Notre interlocuteur n'a pas manqué de signaler que depuis le 27 mai, craignant que la situation de crise ne dégénère, ils ont adressé une correspondance au président du Conseil d'administration afin d'attirer son attention sur un certain nombre de faits. Pour ses collègues civils et lui, composés essentiellement d'opératrices de saisie, l'ONI est un Etablissement public de l'Etat.

Ce qui veut dire qu'il a un programme d'activités. Pierre Arsène Ouédraogo a signifié qu'au 30 mai 2018, l'Office aura baigné dans 60 jours de crise avec certainement des conséquences pour les usagers. Il a l'impression que de manière tacite, «les gens accompagnent cette crise sans prendre leur responsabilité ou prendre les décisions qu'il faut ».

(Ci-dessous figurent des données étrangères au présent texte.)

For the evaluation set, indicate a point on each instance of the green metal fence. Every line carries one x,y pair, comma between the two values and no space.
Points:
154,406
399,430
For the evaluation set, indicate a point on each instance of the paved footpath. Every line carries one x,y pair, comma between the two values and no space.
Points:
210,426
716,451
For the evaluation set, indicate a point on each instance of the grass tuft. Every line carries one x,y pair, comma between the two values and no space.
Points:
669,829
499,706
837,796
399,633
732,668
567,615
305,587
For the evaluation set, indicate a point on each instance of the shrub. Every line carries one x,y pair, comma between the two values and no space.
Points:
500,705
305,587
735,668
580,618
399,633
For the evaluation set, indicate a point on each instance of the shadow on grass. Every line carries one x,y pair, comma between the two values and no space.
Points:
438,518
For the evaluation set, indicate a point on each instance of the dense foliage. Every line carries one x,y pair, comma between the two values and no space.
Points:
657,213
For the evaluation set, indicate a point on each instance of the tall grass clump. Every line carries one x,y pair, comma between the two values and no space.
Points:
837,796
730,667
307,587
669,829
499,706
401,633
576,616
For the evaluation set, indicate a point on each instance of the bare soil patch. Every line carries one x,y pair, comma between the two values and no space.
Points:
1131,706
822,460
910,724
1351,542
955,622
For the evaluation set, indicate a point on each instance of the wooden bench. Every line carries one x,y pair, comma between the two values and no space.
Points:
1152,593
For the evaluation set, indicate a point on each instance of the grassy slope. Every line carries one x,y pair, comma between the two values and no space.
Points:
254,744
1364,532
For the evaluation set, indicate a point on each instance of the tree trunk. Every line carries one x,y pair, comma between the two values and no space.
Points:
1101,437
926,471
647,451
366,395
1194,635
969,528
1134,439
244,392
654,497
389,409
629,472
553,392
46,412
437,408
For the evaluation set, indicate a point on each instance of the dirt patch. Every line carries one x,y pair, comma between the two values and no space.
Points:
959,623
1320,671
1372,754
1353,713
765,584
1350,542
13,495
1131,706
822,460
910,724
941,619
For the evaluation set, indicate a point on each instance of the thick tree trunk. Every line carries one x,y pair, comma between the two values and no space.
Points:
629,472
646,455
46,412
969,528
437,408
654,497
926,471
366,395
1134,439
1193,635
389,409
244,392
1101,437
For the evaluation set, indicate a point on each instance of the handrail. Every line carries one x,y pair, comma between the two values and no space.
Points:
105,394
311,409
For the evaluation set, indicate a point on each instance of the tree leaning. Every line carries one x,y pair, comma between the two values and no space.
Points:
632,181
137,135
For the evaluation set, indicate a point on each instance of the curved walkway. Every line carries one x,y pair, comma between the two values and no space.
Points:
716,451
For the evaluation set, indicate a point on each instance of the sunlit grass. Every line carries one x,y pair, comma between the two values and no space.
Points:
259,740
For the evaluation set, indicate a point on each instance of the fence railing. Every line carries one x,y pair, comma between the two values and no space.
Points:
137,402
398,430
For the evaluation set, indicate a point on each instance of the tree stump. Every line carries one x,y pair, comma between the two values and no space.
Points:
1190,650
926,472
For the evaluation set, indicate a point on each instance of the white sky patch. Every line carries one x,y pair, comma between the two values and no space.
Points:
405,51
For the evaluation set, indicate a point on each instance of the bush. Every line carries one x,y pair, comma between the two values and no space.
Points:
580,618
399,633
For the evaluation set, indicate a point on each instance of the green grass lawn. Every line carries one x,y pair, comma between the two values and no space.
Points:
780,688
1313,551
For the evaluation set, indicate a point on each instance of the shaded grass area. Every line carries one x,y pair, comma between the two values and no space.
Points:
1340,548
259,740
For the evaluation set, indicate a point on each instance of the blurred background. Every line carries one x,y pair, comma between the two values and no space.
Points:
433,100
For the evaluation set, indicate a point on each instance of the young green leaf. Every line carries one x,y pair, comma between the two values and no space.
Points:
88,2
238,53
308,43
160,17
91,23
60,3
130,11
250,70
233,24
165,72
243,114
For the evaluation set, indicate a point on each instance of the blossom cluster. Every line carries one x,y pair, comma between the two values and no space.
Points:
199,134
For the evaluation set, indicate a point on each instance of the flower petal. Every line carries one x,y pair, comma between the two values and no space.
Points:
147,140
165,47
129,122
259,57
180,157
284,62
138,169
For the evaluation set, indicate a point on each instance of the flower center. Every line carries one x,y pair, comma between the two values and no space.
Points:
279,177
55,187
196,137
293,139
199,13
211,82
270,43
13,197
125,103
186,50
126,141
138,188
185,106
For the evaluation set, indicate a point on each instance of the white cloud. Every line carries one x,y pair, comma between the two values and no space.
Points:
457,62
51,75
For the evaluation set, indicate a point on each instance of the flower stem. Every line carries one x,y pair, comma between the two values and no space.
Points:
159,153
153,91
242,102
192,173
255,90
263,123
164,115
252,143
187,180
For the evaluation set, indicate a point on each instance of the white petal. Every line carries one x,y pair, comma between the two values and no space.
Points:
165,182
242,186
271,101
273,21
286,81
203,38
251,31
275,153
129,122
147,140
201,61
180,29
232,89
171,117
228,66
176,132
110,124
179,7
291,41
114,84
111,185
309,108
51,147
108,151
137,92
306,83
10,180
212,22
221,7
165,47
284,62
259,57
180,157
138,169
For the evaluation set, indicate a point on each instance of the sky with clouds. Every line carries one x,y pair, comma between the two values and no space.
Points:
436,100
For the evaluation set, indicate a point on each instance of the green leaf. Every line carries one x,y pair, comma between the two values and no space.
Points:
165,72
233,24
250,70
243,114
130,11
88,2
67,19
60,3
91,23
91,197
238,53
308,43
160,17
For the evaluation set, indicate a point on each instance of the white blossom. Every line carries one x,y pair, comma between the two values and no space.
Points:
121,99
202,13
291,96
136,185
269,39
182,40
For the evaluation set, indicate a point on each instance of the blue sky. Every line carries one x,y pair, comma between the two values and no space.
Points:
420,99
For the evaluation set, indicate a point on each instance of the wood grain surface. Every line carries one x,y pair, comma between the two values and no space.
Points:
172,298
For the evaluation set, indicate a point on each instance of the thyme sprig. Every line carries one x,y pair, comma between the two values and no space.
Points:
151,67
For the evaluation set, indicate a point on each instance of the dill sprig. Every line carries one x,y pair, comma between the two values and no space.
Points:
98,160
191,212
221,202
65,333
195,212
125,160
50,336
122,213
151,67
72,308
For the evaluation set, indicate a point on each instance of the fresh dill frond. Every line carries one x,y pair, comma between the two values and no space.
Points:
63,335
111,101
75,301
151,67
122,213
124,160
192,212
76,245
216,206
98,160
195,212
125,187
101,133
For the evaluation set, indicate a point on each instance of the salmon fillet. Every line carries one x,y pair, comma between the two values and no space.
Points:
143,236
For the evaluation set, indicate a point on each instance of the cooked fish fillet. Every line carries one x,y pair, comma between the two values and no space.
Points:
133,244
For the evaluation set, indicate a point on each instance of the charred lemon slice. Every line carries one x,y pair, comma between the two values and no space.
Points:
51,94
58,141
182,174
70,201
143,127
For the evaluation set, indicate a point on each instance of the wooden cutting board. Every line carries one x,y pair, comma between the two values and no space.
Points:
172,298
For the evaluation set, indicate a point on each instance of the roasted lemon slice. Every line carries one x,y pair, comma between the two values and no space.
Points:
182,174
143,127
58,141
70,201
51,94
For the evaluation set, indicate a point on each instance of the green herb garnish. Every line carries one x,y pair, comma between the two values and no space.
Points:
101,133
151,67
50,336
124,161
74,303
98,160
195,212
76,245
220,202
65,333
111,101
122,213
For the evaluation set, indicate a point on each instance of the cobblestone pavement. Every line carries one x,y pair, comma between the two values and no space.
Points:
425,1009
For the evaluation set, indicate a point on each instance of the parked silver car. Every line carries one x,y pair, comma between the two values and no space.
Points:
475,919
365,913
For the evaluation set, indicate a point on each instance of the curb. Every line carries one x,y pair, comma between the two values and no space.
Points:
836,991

Et des conséquences parlons-en ! «Je viens de la Komandjari, dans la région de l'Est. J'ai beaucoup de camarades qui ont déjà leur CNIB, mais depuis le mois de mars je me promène avec mon récépissé.

J'ai été introduit ce matin, j'ai expliqué mon problème. On m'a dit que ce n'est pas possible, que de revenir le jeudi», a fait savoir Salif Lompo. L'étudiant en 2e année de Science juridique et politique (SJP) demande alors aux autorités de prendre la situation à bras le corps car manquer de faire un concours faute d'un document d'identité est inadmissible. Un cas parmi tant d'autres.

Nos tentatives d'avoir le son de cloche des agents occupant le poste de police se sont soldées par des échecs. Les portes des bureaux de l'ONI se sont ouvertes sous le coup de 12h.